Then both saw the phosphorus gleam and fade, gleam and fade as the waves broke over the coral. Eerie jade-green and white-gold, the phosphorus shone in the starlight.
"Reef-ho!" sang out Abner, and the sound of his shout was echoed back from the closeness of the shore in faint dangerous mockery. "Reef-ho!"
"Reef-ho!" came a third time from the bridge, and then "Heave-ho!" thundered Captain Blizzard. "Drop anchor, lads!"
Abner left his place to go back and lend a hand, and in his sudden solitude Chris grasped a rope and swung down to the water.
A porpoise slipped away from the Mirabelle and moved this way and that to get its bearings. Then the mass of the reef to the left and the hidden shelf of a second but obscured underwater reef to the right made dark patches in the phosphorescence. Far below lay the ghostly spread of sand, and the porpoise nosed its way forward.

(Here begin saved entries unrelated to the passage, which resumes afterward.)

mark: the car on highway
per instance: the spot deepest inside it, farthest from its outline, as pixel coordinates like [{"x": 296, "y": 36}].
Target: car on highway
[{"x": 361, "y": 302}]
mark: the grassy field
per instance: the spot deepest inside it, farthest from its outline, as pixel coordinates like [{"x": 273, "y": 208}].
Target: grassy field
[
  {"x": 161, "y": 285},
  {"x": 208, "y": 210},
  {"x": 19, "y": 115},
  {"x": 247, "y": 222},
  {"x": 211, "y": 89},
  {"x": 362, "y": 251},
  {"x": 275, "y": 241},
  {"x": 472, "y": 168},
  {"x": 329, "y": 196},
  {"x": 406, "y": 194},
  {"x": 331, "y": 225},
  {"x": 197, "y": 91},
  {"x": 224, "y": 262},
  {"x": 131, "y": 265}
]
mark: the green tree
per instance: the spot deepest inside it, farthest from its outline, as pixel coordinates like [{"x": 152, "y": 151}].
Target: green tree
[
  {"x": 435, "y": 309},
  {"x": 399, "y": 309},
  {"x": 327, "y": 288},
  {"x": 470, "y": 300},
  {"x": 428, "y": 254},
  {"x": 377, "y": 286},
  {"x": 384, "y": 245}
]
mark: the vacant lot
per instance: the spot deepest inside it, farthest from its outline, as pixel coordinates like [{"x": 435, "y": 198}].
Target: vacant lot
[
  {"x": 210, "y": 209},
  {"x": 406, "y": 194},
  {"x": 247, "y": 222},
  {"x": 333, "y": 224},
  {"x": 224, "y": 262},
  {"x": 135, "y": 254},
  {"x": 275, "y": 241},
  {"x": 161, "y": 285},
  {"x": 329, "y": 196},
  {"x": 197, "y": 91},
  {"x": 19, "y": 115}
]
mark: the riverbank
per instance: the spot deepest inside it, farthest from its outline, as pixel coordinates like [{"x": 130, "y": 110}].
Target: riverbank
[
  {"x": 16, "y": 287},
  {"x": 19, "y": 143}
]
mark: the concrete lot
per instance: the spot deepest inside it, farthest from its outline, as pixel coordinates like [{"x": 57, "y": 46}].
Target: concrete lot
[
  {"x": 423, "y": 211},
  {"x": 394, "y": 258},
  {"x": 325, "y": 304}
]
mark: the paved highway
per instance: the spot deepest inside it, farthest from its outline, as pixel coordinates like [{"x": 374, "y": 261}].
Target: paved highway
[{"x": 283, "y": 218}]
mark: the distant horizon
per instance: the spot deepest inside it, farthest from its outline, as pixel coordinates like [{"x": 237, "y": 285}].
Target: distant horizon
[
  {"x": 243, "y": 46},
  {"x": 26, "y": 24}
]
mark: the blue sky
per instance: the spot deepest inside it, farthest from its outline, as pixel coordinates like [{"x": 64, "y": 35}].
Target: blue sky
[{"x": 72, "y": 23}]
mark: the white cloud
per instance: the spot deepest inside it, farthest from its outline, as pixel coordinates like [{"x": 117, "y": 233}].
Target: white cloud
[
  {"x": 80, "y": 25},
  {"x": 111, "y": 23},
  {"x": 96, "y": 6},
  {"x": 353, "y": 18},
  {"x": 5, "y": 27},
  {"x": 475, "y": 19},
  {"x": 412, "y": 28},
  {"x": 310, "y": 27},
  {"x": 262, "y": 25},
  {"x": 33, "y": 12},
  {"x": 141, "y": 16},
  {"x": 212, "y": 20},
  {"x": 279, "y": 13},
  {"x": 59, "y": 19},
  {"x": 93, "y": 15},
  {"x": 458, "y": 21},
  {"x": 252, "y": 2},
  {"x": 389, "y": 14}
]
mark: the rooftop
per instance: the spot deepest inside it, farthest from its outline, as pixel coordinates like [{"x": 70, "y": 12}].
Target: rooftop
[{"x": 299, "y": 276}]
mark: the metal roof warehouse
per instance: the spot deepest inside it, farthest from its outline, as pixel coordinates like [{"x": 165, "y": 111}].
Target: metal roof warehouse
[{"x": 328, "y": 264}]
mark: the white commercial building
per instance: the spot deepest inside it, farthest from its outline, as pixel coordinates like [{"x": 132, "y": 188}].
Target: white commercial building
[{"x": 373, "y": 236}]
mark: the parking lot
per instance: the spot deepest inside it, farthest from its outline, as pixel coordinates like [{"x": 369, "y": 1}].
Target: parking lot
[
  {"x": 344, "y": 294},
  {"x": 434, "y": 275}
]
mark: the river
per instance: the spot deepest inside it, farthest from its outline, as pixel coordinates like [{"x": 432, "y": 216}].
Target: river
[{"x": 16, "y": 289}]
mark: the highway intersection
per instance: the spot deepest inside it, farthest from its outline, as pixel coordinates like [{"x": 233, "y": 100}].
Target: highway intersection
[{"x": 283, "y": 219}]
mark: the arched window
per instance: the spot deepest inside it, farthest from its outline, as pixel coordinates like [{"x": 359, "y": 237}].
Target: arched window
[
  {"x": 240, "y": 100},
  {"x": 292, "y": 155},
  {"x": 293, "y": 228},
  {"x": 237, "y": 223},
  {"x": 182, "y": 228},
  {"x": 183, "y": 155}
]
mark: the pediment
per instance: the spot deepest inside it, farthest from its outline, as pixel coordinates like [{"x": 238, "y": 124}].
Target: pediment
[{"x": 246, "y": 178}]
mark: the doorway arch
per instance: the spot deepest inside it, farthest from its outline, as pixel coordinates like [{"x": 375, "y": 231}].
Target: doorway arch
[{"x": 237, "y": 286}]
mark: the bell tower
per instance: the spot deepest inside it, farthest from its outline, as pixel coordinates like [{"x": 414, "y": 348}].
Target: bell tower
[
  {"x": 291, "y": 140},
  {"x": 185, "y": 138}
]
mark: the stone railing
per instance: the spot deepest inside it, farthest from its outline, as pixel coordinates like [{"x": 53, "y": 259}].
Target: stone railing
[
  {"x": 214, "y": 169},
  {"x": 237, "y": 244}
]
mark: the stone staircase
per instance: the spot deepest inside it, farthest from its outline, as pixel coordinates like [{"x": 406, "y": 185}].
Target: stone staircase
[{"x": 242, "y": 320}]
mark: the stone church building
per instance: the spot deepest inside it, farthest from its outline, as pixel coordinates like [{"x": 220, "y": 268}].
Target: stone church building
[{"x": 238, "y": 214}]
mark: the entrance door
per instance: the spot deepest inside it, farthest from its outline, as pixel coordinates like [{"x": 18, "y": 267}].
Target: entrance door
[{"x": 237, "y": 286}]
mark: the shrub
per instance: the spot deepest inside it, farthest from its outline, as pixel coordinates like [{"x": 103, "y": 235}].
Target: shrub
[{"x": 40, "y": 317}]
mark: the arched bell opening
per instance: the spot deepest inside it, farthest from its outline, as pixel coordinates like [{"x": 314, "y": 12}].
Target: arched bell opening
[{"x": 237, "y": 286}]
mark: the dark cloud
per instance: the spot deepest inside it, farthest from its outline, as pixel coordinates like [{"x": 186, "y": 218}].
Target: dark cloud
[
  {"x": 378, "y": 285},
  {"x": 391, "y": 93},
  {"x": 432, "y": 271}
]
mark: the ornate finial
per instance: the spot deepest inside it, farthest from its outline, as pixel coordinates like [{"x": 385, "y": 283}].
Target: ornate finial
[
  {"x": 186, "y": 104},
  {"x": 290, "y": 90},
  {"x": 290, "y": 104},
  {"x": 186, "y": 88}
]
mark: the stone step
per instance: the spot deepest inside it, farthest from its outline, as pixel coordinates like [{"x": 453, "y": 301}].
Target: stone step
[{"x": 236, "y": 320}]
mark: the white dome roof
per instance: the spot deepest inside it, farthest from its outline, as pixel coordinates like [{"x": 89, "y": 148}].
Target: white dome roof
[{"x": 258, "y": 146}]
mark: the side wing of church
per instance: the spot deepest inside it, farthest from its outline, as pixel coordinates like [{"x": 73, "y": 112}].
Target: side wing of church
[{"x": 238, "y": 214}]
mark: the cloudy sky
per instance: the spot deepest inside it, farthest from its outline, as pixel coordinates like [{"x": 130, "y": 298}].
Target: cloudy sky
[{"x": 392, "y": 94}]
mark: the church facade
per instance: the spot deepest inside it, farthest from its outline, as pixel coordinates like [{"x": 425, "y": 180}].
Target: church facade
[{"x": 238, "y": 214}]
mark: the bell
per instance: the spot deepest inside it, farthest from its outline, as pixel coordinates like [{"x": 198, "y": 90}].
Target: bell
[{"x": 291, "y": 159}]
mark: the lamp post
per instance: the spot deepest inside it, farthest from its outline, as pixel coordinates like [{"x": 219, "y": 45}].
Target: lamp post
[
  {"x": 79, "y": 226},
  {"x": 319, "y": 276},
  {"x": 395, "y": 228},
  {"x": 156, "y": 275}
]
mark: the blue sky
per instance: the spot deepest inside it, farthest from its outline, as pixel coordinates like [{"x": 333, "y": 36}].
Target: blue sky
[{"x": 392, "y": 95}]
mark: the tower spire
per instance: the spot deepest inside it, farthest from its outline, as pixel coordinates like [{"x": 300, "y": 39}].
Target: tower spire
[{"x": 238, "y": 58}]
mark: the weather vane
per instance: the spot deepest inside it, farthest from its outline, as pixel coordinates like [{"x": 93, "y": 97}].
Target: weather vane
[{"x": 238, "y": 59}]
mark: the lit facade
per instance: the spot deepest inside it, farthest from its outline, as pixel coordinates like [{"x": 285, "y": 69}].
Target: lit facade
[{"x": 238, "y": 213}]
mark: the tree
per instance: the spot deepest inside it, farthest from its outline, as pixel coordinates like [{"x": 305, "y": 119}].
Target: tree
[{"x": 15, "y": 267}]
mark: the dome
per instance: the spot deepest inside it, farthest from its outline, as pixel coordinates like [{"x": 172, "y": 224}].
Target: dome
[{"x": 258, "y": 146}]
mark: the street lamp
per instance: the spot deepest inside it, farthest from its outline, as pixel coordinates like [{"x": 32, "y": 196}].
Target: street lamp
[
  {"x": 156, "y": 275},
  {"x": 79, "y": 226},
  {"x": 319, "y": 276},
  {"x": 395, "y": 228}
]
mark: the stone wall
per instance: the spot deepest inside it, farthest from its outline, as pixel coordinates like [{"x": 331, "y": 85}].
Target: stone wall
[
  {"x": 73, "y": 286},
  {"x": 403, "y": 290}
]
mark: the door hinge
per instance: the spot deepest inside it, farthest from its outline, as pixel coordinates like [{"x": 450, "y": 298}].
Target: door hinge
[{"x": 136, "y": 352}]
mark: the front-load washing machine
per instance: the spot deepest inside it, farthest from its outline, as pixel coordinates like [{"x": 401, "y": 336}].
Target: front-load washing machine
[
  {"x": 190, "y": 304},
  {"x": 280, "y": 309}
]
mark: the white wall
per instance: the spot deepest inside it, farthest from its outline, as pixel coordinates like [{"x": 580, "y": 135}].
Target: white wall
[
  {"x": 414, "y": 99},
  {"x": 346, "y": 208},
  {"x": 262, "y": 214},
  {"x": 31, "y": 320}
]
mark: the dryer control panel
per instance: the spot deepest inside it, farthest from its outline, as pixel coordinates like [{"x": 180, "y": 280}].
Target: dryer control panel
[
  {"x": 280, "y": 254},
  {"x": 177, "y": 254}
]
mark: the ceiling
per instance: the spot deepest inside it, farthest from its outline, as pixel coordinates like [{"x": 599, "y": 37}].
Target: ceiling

The channel to the cove proved to be some five hundred yards long, and it seemed no time before the porpoise passed from the shadow of the trees at the shore into the starlit cup of the cove. Taking a turn about in the enjoyment of flipping its fins and giving a leap or two, the big fish then went back toward where the Mirabelle hung suspended on the glassy sea.
A boy it was that pulled himself up hand over hand along the anchor rope and stood dripping sea water on the bridge before Captain Blizzard.
"I've found the channel, sir," he said, abruptly conscious of his importance from the admiring way in which Amos was staring at him. "There's a dangerous shelf of coral that juts out on the port side—if you let me go first, and the men man the boats and row her in, I think we shall do it safely even in this light."
Captain Blizzard looked at him, his expression both serious and trusting.
"Well lad, we do what we must, and you and I understand one another. Ahoy there!" he roared down to the shadowy decks from which the black spikes of masts rose high to break the sky. "Man the boats! We shall tow the Mirabelle to cover, for there's a channel here!"